No sé cuántas horas han pasado. Ha oscurecido, el calor ha cedido al frío de la noche. Me espabilo un poco, busco mi manta para cobijarme y recién me doy cuenta de que al lado viaja una chica. Es la persona que me espiaba en la estación. Me pongo la manta al hombro y vuelvo a sentarme. El sueño se ha ido y el frío va en aumento. Me ajusto la manta y me acomodo mejor. De tanto en tanto, el interior del bus se ilumina con el resplandor de las luces de los vehículos que nos adelantan o cruzan.

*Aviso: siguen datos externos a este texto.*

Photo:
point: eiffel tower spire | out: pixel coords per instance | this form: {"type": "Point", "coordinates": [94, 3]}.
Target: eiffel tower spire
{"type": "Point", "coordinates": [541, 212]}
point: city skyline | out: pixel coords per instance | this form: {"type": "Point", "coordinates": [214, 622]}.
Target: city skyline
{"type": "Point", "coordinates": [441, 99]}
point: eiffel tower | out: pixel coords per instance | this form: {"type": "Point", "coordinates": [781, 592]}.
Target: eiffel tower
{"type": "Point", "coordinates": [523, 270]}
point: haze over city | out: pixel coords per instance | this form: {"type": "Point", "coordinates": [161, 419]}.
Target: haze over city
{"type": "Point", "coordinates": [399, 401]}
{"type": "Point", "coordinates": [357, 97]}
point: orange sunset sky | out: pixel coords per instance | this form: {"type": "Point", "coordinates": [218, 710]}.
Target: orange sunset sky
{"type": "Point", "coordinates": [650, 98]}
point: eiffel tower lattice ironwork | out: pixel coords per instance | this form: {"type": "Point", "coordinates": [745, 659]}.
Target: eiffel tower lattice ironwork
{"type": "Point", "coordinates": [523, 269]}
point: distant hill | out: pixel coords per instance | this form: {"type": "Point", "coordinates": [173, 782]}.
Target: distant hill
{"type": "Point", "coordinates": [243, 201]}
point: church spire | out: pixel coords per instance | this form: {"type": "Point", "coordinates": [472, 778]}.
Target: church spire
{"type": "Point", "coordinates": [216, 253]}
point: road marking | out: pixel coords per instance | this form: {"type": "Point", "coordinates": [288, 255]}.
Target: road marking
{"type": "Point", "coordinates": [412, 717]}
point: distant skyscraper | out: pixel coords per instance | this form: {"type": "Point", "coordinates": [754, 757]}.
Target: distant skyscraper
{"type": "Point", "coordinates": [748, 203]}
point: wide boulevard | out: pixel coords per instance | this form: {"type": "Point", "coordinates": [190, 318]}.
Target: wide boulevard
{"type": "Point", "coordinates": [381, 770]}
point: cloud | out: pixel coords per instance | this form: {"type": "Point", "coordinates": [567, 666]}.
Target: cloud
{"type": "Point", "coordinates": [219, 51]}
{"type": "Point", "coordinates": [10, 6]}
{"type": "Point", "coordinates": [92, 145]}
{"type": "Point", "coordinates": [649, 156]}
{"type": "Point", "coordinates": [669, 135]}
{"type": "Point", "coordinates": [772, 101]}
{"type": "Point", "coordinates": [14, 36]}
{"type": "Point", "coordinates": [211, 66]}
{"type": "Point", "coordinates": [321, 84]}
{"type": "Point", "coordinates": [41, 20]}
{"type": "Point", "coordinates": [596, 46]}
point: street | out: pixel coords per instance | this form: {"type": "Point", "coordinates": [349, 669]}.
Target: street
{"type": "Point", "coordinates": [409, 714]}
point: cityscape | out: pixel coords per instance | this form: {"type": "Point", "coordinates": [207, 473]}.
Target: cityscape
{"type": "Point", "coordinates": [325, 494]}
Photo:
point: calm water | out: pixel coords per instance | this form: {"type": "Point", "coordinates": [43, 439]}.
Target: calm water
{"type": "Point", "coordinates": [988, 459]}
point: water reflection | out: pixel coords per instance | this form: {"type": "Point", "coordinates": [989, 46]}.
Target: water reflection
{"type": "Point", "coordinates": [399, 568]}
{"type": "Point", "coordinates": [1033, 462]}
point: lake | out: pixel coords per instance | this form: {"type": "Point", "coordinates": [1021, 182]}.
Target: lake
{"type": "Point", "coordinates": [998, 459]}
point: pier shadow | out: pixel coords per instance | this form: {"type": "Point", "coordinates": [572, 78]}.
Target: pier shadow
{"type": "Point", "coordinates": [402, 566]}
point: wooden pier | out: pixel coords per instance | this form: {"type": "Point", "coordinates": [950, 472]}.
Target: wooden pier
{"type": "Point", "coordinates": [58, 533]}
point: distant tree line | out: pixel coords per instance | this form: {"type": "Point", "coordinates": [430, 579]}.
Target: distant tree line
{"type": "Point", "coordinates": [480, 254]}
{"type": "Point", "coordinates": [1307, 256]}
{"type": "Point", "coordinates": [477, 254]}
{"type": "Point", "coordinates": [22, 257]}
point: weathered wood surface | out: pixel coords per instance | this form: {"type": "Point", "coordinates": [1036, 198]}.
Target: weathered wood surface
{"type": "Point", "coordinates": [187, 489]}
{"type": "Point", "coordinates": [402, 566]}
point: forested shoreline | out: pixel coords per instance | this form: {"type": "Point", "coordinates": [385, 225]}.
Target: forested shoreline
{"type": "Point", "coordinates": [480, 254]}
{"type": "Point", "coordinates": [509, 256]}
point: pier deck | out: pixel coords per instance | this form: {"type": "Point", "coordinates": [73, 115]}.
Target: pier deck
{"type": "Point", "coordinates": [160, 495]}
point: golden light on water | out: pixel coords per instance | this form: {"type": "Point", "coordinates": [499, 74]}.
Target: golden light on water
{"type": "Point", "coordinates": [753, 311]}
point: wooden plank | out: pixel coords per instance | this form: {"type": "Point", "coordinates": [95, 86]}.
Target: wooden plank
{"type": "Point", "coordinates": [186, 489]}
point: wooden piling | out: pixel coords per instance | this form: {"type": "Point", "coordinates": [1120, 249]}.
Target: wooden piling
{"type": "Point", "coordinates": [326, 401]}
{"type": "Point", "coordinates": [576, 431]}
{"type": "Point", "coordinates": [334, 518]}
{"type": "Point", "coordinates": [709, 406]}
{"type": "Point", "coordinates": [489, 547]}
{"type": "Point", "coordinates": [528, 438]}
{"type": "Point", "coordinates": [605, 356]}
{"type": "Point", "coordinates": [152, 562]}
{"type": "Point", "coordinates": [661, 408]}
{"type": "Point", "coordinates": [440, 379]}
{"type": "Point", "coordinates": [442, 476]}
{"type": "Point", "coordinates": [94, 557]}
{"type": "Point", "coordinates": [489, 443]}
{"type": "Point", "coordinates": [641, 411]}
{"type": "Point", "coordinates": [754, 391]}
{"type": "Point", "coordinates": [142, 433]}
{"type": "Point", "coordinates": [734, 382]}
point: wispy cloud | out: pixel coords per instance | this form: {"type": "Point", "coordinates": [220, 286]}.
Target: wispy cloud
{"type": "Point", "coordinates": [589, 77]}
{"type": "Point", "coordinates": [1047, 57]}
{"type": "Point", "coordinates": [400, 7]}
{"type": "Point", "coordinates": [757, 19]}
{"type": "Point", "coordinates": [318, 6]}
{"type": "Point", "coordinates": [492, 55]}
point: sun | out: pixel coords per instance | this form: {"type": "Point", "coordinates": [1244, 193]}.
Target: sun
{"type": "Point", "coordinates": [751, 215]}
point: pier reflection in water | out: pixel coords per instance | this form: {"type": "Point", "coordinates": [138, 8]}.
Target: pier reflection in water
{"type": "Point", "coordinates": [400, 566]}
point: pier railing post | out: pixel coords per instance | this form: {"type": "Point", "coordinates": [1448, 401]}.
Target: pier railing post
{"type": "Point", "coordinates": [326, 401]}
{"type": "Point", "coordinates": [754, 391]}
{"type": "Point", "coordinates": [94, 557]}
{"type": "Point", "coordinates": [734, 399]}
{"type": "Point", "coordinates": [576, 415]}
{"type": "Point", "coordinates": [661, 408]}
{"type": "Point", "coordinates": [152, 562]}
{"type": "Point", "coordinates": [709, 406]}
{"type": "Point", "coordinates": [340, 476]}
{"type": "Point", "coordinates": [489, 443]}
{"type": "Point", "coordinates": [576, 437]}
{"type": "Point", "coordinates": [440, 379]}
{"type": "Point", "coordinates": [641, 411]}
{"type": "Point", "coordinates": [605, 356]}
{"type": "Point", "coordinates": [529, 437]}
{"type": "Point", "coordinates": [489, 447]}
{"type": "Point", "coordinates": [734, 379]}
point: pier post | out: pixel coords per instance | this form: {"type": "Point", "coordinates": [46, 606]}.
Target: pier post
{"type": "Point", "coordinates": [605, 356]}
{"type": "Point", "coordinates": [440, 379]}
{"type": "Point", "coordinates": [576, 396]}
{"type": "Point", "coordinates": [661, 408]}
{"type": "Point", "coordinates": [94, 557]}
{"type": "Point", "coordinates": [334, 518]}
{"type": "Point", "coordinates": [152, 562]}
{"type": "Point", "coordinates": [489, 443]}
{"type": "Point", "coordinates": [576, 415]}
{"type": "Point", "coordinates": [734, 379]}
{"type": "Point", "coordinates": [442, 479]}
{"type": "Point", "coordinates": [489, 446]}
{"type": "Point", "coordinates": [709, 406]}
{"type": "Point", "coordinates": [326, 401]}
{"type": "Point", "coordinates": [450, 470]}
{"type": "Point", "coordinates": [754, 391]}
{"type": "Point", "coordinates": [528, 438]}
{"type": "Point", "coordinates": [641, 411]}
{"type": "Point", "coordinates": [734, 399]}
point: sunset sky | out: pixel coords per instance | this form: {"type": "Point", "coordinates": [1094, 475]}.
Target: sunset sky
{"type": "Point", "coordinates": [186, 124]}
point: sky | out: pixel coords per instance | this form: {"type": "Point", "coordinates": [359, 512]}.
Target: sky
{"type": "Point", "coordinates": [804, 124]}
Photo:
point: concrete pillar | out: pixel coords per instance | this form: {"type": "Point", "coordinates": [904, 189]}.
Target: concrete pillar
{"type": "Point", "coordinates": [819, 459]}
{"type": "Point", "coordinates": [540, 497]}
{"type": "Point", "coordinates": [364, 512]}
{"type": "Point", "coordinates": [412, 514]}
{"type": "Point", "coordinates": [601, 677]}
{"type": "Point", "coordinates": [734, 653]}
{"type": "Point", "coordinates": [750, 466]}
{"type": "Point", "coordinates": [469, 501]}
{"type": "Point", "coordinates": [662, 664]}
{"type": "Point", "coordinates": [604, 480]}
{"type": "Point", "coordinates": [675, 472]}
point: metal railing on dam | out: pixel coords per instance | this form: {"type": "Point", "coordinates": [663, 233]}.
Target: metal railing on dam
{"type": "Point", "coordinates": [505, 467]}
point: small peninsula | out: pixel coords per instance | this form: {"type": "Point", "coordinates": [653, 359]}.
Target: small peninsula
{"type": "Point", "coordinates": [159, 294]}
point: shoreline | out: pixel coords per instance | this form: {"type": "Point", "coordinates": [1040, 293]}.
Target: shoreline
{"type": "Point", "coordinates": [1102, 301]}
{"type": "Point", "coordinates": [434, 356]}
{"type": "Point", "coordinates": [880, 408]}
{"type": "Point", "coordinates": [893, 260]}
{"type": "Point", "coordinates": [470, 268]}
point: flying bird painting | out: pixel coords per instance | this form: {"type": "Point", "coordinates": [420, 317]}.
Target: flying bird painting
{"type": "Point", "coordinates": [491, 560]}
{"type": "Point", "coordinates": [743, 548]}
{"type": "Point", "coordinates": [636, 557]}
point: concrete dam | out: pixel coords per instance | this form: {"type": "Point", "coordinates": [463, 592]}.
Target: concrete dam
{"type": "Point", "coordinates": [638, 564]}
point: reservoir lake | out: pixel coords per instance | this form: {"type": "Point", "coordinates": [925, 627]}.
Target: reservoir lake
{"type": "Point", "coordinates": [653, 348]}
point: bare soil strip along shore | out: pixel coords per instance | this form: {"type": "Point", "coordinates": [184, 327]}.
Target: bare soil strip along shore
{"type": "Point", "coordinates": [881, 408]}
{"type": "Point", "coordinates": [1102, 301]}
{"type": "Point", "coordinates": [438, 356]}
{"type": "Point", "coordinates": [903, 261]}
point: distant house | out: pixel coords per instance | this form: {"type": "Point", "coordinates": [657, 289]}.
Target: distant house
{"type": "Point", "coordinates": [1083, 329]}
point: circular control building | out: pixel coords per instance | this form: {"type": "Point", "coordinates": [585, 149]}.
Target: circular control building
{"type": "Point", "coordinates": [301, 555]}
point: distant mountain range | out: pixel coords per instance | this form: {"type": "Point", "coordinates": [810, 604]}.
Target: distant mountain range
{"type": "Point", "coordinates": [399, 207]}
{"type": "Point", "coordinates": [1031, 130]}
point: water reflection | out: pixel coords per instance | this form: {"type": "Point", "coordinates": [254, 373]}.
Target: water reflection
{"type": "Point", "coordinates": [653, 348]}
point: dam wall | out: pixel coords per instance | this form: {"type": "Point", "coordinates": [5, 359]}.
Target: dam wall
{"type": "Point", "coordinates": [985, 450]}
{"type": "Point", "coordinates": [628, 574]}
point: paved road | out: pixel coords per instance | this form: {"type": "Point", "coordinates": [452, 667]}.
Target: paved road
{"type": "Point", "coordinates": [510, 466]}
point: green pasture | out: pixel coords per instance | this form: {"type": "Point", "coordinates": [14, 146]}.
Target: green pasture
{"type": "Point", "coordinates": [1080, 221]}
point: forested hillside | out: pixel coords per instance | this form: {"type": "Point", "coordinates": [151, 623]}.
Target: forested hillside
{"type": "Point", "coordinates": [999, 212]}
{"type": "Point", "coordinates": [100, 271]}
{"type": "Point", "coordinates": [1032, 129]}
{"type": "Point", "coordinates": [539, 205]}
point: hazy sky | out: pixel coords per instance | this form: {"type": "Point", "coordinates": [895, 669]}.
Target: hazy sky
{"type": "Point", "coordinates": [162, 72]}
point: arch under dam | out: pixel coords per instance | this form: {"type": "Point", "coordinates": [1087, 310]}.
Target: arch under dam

Cierro los ojos queriendo conciliar el sueño, pero no lo consigo. La incomodidad del asiento, el frío, el movimiento, todo conspira contra mis propósitos. En una curva, la pasajera de al lado se recuesta sobre mi hombro. Espero que se acomode nuevamente, pero no lo hace, sigue durmiendo. Delicadamente, entonces, trato de devolverla a su sitio; pero solo consigo que se acomode en mis brazos. Permanezco así unos instantes, sin saber qué hacer. El interior del bus está a oscuras, no veo nada. Me acerco a su rostro en el momento en que una luz, proveniente del auto que nos pasaba, la ilumina. Tiene los ojos abiertos y me está mirando. No atino a hacer nada; ella, en cambio, se acomoda en mis brazos. Sus grandes ojos negros me hipnotizan y la estrecho con fuerza; entonces me abraza. Arrastro mis labios a los suyos e iniciamos un beso de varios kilómetros, olvidando a los pasajeros. Solo somos el uno para el otro, desenfrenadamente.

—¿Cómo te llamas? —Eduardo (le miento, sin saber por qué). ¿Y tú? —Rosa (viaja a Chimbote, quiere que me quede con ella). —Te voy a escribir (no lo hice nunca).